Because the data are not strictly tabular we need to find ways to coerce the data into tables or matrices.
Once the data is stored as a matrix it can be operated on by numerous R functions and packages.
Because the data are large, this process needs to happen in a computationally efficent manner.
Here we explore how vcfR facilitates these tasks.
## Extracting data matrices
Typical VCF datasets are so large that it is not practical to view them in their entirety.
Here we use the example dataset `vcfR_test` which comes with vcfR.
This is a nice dataset because it is small enough to visualize.
```{r}
library(vcfR)
data("vcfR_test")
head(vcfR_test)
```
In the genotype section we see four columns: a FORMAT column that indicates the contents of subsequent columns and three sample columns.
Variants one through four contain four pieces of information with each genotype (GT:GQ:DP:HQ).
The meaning of these acronyms should be defined in the meta section.
Each element of the genotype matrix therefore contains a colon delimeted list that we need to parse before we can work with it.
For example, if we wanted to analyze teh genotypes we would need to isolate them from the other information.
Thsi can be accomplished using the function `extract.gt()`.
```{r}
gt <- extract.gt(vcfR_test)
gt
```
When a genotype section is included in VCF data the one mandatory field is the genotype (GT) and it must be the first.
The genotype is the default field for `extract.gt()` to work on.
Note that the samplers names have been used to name the columns.
The variant names (row names) are a little more complicated.
The 'ID' column of the fixed section contains optional unique identifiers.
These typically come from some sort of database of variants.
If this column were entirely populated with unique identifiers we could use it to name our variants.
However, all variants do not always have an ID.
For example, variants 2 and 4 have missing IDs (NA).
The function `extract.gt()` tries to name these variants by combining the chromosome (CHROM) and the position (POS) with the delimiter '_' to create a name.
We see in our matrix of genotypes that they all have a name.

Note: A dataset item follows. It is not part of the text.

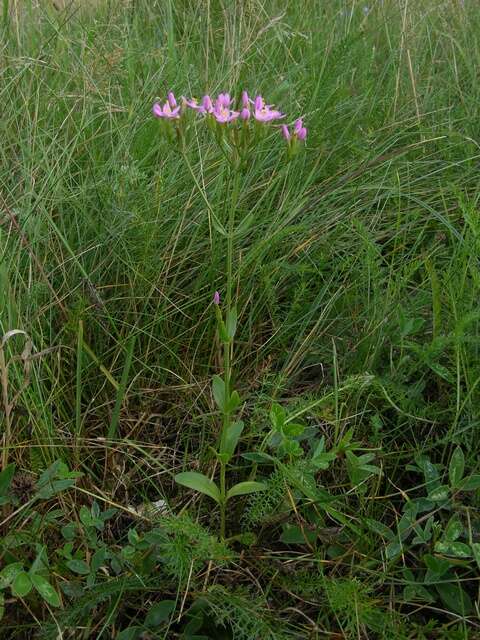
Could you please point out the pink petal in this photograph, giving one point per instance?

We can also extract numeric data from our VCF data.
We can do this by selecting a numeric element and setting the parameter `as.numeric = TRUE`.
```{r}
gt <- extract.gt(vcfR_test, element = 'DP', as.numeric = TRUE)
gt
```
Here we've extracted the sequence depth (DP) of each variant and converted it to a numeric.
Because they are numeric they may be used for quantitative comparisons.

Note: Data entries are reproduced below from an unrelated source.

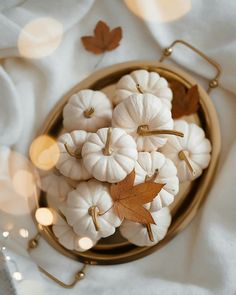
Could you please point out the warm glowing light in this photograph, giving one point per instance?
(44, 152)
(44, 216)
(5, 234)
(159, 10)
(17, 276)
(24, 183)
(24, 233)
(85, 243)
(40, 37)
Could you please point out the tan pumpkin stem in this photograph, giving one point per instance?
(183, 157)
(143, 130)
(94, 212)
(150, 233)
(139, 88)
(89, 112)
(107, 149)
(76, 154)
(152, 177)
(102, 213)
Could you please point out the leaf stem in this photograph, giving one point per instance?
(99, 60)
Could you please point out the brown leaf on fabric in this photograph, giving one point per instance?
(185, 102)
(129, 199)
(103, 40)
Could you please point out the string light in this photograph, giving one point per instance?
(85, 243)
(16, 274)
(5, 234)
(44, 216)
(24, 233)
(44, 152)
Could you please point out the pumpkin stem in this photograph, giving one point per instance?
(139, 88)
(107, 149)
(152, 177)
(183, 157)
(102, 213)
(87, 113)
(94, 212)
(143, 130)
(150, 233)
(76, 154)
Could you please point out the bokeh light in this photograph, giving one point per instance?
(159, 11)
(44, 216)
(44, 152)
(85, 243)
(40, 37)
(5, 234)
(24, 233)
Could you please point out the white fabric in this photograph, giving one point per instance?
(202, 259)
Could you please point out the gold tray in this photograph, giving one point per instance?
(115, 249)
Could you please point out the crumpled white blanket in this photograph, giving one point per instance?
(202, 259)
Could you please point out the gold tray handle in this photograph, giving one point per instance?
(78, 277)
(212, 83)
(33, 244)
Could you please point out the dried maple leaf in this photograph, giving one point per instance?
(184, 102)
(129, 199)
(103, 40)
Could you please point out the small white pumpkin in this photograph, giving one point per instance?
(110, 154)
(146, 119)
(68, 238)
(70, 162)
(55, 184)
(89, 210)
(156, 167)
(138, 234)
(190, 154)
(88, 110)
(142, 81)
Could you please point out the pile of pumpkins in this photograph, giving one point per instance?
(108, 138)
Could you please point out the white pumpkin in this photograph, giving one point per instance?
(110, 154)
(137, 233)
(88, 110)
(190, 154)
(70, 162)
(68, 238)
(88, 210)
(146, 119)
(156, 167)
(55, 184)
(142, 81)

Much of R is designed to work with matrices of numbers.
Be careful setting the parameter `as.numeric = TRUE`.
It will do its best to convert the data to a numeric, even if this may not make sense.
For example, we could convert the genotype to numeric.
```{r}
gt <- extract.gt(vcfR_test, element = 'GT', as.numeric = TRUE)
gt
```
This operation did not throw an error, but the resulting matrix doesn't appear to make much sense.

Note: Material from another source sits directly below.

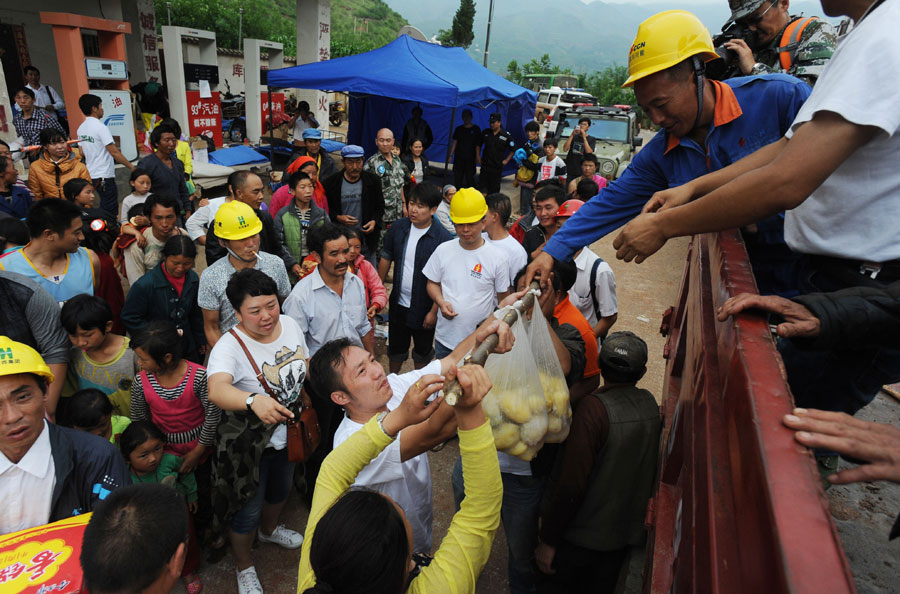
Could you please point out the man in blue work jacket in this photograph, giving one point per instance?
(707, 125)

Only ask to convert numeric data to numeric data or you will probably get unexpected results.
## Matrix parsing
Some elements fromthe genotype section may require further parsing.
In our example the haplotype quality (HQ) includes a quality for each haplotype and these values are comma delimited.
```{r}
gt <- extract.gt(vcfR_test, element = 'HQ')
gt
```
Note that some elements contain data while in others it is missing.
```{r}
myHQ1 <- masplit(gt[,1:2], sort = 0)
myHQ1
```
The function `masplit()` is fairly flexible in that you can choose which element to return and you can also sort the data prior to selection.
These functions should help make VCF data accessible to the wealth of existing R functions and packages.